The Silicon Valley-based venture capital fund, focuses on seed stage and early stage companies active in digital services, infrastructure technology, energy technology and water technology.

“This is very different from the situation in the US. It varies by institution, but in general the inventor owns the intellectual property and then pays a roy­alty fee or grants a minority stake back to the institution they were in at the time.”

UAE patent applications rose 19 per cent year-on-year to over 1,700 in 2015, Mohammed Al Shehhi, undersecretary for economic affairs at the Ministry of Economy, told the World International Property Organization in Geneva last month.

The UAE government earlier this year announced plans to set up the International Centre for Registration of Patents as part of the National Innovation Strategy.

Mr Loy, who is also a lecturer in the department of management science and engineering at Stanford University, said that the UAE’s new bankruptcy law, due to come into effect next month, will be crucial for encouraging start-up culture in the country and attracting venture capital firms.

“Historically a lot of businesses that have come here, as well as other markets such as China, have come via offshore vehicles,” he said.

“That’s fine in the early days, but you can’t build a sustain­able economic ecosystem when much of the money, capital and legal infrastructure is somewhere else.”
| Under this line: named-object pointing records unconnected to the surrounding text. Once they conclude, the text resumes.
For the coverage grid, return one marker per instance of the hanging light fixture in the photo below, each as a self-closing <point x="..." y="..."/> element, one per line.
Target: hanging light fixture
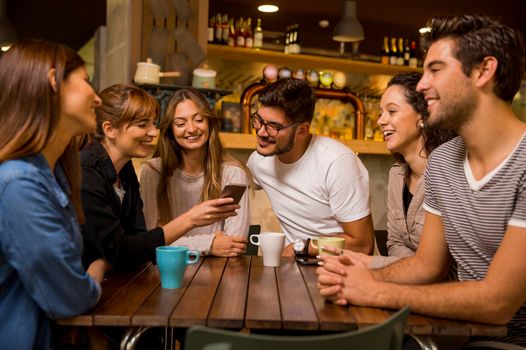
<point x="348" y="28"/>
<point x="7" y="32"/>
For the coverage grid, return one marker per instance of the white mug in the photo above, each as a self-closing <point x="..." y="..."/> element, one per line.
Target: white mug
<point x="271" y="244"/>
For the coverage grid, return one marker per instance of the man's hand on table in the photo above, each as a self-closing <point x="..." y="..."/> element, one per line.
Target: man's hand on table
<point x="344" y="280"/>
<point x="98" y="268"/>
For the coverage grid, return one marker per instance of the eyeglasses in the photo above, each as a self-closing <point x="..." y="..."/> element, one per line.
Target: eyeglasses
<point x="270" y="128"/>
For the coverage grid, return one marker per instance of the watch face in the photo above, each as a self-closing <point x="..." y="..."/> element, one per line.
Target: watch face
<point x="299" y="245"/>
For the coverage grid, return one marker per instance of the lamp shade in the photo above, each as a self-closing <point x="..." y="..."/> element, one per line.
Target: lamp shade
<point x="348" y="29"/>
<point x="7" y="32"/>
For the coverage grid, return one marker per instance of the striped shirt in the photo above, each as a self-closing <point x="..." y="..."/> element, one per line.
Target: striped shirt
<point x="476" y="213"/>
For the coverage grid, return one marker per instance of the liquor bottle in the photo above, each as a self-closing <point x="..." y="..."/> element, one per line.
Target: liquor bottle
<point x="297" y="41"/>
<point x="292" y="39"/>
<point x="394" y="52"/>
<point x="249" y="40"/>
<point x="412" y="55"/>
<point x="211" y="27"/>
<point x="225" y="29"/>
<point x="287" y="40"/>
<point x="218" y="30"/>
<point x="406" y="52"/>
<point x="240" y="33"/>
<point x="400" y="54"/>
<point x="258" y="35"/>
<point x="231" y="33"/>
<point x="384" y="57"/>
<point x="369" y="129"/>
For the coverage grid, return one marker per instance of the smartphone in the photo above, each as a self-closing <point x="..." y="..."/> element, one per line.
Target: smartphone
<point x="235" y="191"/>
<point x="307" y="261"/>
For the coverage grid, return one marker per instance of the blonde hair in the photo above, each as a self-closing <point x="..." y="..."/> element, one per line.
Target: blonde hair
<point x="170" y="152"/>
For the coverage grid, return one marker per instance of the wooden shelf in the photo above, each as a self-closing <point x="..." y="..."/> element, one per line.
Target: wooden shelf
<point x="248" y="141"/>
<point x="304" y="61"/>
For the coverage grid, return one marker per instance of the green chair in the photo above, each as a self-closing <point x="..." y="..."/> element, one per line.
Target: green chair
<point x="384" y="336"/>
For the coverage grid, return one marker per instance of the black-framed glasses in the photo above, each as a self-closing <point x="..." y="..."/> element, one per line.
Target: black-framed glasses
<point x="271" y="128"/>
“The new law is an important building block that’s going to encourage businesses and investors to come onshore and commit to the market for a longer period, which is particularly crucial for venture capital investors.”
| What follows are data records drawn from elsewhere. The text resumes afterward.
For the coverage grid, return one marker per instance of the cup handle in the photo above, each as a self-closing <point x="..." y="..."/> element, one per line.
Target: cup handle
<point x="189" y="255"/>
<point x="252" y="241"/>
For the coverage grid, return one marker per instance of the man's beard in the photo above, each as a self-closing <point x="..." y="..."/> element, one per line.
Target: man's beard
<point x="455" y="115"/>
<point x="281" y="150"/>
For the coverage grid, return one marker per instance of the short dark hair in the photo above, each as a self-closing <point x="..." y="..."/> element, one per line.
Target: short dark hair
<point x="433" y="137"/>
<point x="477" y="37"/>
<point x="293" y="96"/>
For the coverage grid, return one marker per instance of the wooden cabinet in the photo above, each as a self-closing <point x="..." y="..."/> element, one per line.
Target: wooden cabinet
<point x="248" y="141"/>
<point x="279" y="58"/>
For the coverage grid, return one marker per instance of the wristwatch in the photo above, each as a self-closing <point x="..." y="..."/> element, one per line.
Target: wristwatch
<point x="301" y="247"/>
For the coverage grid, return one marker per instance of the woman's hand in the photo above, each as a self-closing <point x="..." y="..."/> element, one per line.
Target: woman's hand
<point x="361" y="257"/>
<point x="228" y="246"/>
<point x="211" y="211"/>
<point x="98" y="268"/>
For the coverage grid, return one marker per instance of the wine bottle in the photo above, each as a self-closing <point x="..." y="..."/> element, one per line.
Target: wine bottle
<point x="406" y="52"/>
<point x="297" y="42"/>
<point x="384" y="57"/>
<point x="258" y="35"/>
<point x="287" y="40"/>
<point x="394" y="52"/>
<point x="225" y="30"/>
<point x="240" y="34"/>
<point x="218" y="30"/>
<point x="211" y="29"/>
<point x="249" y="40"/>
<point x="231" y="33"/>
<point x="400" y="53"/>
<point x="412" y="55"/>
Mr Loy spoke to The National ahead of a keynote address at Boostmena, a tech innovation and venture capital event in Dubai, organised by local venture capital firm Beco Capital.

He urged local venture capitalists to build a venture capitalist ecosystem that fully embraces the dynamics of the Middle East, and to not just copy models used elsewhere.

“No successful venture capital and start-up ecosystem is built by directly copying the Silicon Valley model,” he said.

“They’re built on the assets and the dynamics in play in their own region with inspiration from Silicon Valley, but not trying to adopt it wholesale. If you just try to move it from one place to another, you lose all the assumptions on which the equations were derived.”

Middle Eastern start-ups face a series of challenges in their attempts to attract venture capital from outside, said Mr Loy, including perceived geopolitical unrest and relatively low visibility internationally compared with other start-up enclaves.

Nonetheless, the region holds several attractions for international venture capitalists, not least a large digitally savvy youth population.

“In the Middle East you have a fairly sizeable population base that has a fairly consistent cultural linguistic commonality across the region,” he said.

“People underestimate how important that is. In the EU, for example, there’s often difficulties for start-ups moving from one country to the next because of significant cultural and linguistic differences.”